C'est une question à la réponse plus complexe qu'il n'y parait. Je te conseille de patienter encore un instant. Nous nous rendons au Valatrium où se tient une Assemblée exceptionnelle.

Une Assemblée ?

Je l'ai convoquée en urgence. J'exigerai qu'Alistar y soit jugé à la hauteur des actes immondes qu'il a commis. J'y exposerai tout ce qu'il y à savoir sur lui et ses actions. Tu comprendras tout.

D'accord.

Elle sentit une vague d'appréhension envahir Lasthyr, juste avant qu'elle n'ajoute :

D'avance, Léonor, je tiens à te demander pardon. J'espère que ta colère ne sera pas trop grande.
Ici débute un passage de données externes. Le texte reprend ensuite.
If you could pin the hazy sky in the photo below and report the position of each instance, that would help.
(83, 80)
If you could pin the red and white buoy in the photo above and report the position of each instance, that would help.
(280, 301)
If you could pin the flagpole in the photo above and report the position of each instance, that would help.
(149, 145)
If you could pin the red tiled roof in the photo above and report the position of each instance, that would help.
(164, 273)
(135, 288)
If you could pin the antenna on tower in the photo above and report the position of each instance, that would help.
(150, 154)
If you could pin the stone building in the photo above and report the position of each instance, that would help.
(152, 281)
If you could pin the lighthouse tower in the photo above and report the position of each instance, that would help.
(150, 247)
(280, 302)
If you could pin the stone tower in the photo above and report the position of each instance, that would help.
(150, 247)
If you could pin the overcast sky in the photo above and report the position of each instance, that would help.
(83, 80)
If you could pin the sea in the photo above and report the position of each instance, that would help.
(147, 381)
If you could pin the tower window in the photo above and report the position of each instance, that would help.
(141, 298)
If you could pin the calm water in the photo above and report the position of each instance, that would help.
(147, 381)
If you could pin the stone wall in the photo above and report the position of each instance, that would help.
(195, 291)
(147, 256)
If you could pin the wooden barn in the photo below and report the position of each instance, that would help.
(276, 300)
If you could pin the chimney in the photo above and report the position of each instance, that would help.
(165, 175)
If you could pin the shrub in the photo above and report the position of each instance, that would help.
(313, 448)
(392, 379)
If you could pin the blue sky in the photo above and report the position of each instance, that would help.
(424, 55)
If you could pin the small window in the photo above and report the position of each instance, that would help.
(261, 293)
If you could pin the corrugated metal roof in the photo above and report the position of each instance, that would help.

Ces mots la surprirent tant qu'elle perdit sa concentration quelques instants, juste assez pour que le tronc d'un acacia se dresse sur son passage avant qu'elle ne puisse l'éviter. L'impact fut amorti par les jambes de Meben qu'elle tenait en travers de son torse, mais le choc la fit tituber.

— Qu'y a-t-il ? s'inquiéta Énith d'une voix éteinte.

— Rien, je... j'ai été distraite.

— Oh non !

Sur ce cri, Énith se précipita vers elle et agrippa le corps de Meben pour le faire descendre de son épaule. Alors seulement Léonor réalisa que sa chemise était trempée de sang. La suture avait cédé pendant leur fuite.

Elles l'allongèrent à même le sol sur un lit de mousse. Son visage était si blême qu'il paraissait presque translucide sous la lueur pâle de la lune. Énith leva vers son amie un regard éperdu.

— Il a perdu trop de sang ! Il va mourir, Léonor, il faut faire quelque chose !

Léonor tâta la gorge de Meben tandis que son amie portait un doigt sous son nez. Le cœur battait encore faiblement, son souffle timide restait régulier. Léonor lâcha un petit soupir de soulagement.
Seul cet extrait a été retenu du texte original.